Switzerland for the Environmental Integrity Group (EIG) said that common time-frames are important to “raise ambition”.
Japan said that it supported a “single time frame applicable to all Parties and that ten years would be “more effective”.
Canada said that it supported China on the post-2030 applicability and that “we don’t need to negotiate the rationale but just the timeframe of five or ten years”.
Co-facilitators Marianne Karlsen (Norway) and George Wamukoya (Kenya) proposed to present the draft conclusions for consideration of Parties for further consideration at the next meeting of the informal consultation based on what was agreed in the PA, the time of applicability as well as the advantages and disadvantages of options for common time- frames.
At its second meeting on 4 May, the Co-facilitators presented the draft conclusions for consideration by Parties.
South Africa suggested consideration of its submitted proposal to be incorporated into the draft conclusions. (The South Africa proposal reads as “The SBI agreed that common time frames shall be applicable from 2031 onwards, to be communicated in 2025” and that the “The SBI took note of options reflecting various views of Parties relating to:
a. The duration for a single common time frame or period of implementation of a NDC, either five or ten years;
b. Whether one or two NDCs would be communicated at a time;
c. Combinations of the above (five, five+five, 10, etc.).”

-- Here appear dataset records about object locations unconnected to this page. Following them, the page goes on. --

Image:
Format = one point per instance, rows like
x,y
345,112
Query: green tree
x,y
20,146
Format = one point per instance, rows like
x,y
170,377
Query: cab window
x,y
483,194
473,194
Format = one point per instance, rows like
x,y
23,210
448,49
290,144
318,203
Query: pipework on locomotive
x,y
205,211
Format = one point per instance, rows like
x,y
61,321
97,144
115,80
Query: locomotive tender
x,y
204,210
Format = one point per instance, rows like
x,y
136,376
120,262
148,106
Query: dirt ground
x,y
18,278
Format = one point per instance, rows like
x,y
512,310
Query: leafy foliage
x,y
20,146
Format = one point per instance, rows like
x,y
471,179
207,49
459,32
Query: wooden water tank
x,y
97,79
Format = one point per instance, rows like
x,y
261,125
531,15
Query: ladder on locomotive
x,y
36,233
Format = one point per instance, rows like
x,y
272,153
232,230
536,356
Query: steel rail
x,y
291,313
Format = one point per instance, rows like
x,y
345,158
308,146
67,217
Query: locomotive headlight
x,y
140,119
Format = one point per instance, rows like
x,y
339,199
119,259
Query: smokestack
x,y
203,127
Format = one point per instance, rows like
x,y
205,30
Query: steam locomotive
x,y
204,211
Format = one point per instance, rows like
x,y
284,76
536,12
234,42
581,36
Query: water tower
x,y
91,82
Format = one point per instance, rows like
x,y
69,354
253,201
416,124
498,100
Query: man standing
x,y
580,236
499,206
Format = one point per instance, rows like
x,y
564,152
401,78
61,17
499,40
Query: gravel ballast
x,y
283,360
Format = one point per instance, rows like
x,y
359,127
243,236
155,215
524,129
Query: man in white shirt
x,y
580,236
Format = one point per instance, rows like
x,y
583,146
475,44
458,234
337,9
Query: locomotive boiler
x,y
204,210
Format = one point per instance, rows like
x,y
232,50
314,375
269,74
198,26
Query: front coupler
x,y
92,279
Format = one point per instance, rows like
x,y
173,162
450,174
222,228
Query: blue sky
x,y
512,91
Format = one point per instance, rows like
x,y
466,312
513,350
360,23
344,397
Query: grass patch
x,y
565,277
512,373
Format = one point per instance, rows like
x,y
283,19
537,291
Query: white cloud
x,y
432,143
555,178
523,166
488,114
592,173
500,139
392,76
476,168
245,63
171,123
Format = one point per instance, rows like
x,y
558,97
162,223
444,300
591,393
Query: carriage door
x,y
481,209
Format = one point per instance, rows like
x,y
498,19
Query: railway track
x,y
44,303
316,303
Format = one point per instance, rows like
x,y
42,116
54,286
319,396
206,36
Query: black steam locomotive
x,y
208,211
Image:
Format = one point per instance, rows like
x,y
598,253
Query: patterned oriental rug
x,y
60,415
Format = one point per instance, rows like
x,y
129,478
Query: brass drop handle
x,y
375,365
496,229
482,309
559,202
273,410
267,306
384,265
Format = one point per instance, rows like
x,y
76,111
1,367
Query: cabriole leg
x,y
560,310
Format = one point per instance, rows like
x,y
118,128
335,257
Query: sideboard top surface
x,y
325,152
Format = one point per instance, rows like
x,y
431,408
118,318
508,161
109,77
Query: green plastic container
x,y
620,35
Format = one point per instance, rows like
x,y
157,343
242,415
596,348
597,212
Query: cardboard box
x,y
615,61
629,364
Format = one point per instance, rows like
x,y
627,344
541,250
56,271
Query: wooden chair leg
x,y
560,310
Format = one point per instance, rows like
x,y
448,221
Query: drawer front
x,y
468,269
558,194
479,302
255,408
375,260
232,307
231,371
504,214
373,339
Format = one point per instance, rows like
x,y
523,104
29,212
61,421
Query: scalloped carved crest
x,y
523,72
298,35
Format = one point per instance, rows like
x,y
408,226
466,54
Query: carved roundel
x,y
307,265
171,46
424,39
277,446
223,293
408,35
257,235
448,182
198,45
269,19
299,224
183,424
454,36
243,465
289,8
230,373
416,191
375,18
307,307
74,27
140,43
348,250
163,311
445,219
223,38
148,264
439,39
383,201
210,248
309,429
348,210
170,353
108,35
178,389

While there was general agreement by Parties to the South African proposal on the way forward, nonetheless, a lot of comments followed on improving the text as well as in the sequencing of the proposed paragraphs. Discussions also followed on whether the South African proposal be captured in an informal note or as a conference room paper (CRP), with agreement for it to be a CRP. Parties also agreed that further submissions could be received.
During the ongoing discussions, the Co-facilitators then consulted the SBI Chair and received an additional one-hour session to adopt the draft conclusions. On 7 May, Parties met to consider and adopt the draft conclusions. A CRP was also submitted by Colombia.
The draft conclusions which was adopted as a procedural decision reads as follows:
“1. The SBI continued its consideration of common time frames for NDCs referred to in Article 4.10 of the PA.
2. The SBI took note of the request for it to report back thereon to the CMA at its first session.
3. The SBI welcomed the submissions from Parties received…. [A footnote to the submissions of Parties is also indicated in the conclusions.)
4. The SBI took note of the rich and constructive exchange among Parties on relevant issues related to this agenda item, including but not limited to the time of applicability of, usefulness of and options for common time frames, as well as the advantages and disadvantages of those options.
5. The SBI agreed to continue its consideration of this matter at xx session with a view to making a recommendation thereon for consideration and adoption by the CMA.”
(XX refers to the additional meeting to be held in Bangkok in September.)